Modeling it with OpenSCAD
The IR-100 part has a peculiar set of dimensions. I’m not really sure how it was fabricated or out of what kind of plastic, but it’s smooth on the bottom and not completely consistent in width. The part sizes don’t exactly match up to millimeter boundaries with a set of calipers, so it was a little bit tricky to measure.
It took a few more hours than I’d hoped, but I finally got to a set of measurements that seemed close enough to correct.
My usual approach to a model like this is to slap some shapes together until it looks right, but I had a hard time getting the right shape doing that. After some trial and error for how to turn the measurements into a model, I ended up representing the measurements as a set of coordinates for a 2D polygon that was extruded a few millimeters.
That resulted in this adapter. To print it, I sliced it with standard settings on Cura 4 and printed it with some scrap PLA on a Creality Ender 3. I was both happy and surprised that it snapped right into place in the LetterMaster on the first try.
Making the IR-40 work with the adapter base
With a printed adapter base ready to go, I wanted to figure out the correct height for a more permanent adapter. Since the roller needs to have just the right dimensions to brush against the daisy wheel and spin, I opted to use some sticky tack to attach the IR-40 until I could come up with a more permanent solution.
With a little bit of testing, I found that around 2.5mm off the platform on the high side and 1.5mm on the low side is about right. The tack holds it on well enough to be good enough for a while.
Printing something other than test sheets
With the ink roller problem mostly solved, the next thing to do was to get it to actually print from a computer.
To plug it into my Mac, I ordered a cheap $9 USB to IEEE 1284 (Centronics) adapter online. If you want the exact model I used, it was the Sabrent CB-CN36, but I’d imagine that anything that works with your computer should be sufficient.
I started by trying to add it as a CUPS raw printer and printing with lp -d
. This kind of worked, but I ran into a few problems: Like most line printers, it needed a carriage return in addition to a line feed, and I wasn’t doing that. While the printer is capable of printing 80 characters on a line, there’s a bug that makes it occasionally glitch out on the last character and then change the tab stop. And finally, a character would get dropped somewhere between ever 25-50 characters or so.

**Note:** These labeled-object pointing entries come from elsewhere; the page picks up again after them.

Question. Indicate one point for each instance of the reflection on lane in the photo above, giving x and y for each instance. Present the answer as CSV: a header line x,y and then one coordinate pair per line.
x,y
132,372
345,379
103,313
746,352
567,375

The first problem was really easy to solve. Just use MS-DOS style line-endings and end with a CRLF
instead of just a LF
. The second problem was solved by only printing up to 79 characters per line. The third problem was tricker to sort out because there’s no obvious way to do flow control on CUPS, and this printer only can do about 10 characters per second.
At this point, I was wondering how this is solved for more modern printers. There are plenty of thermal printers, for example, that take text over some protocol and don’t do anything very fancy. With that in mind, I stumbled across the python-escpos library, which uses pyusb for sending data to receipt printers.
Looking into the pyusb library, it’s surprisingly easy to send raw text over USB, so that’s what I did, found that it worked, added some throttling, and ended up with this simple driver script.
So with that, the printer is functional enough to use it for actual printing, even though I’d like to improve the quality. If you’re reading this because you have one of these printers, hopefully you find this helpful.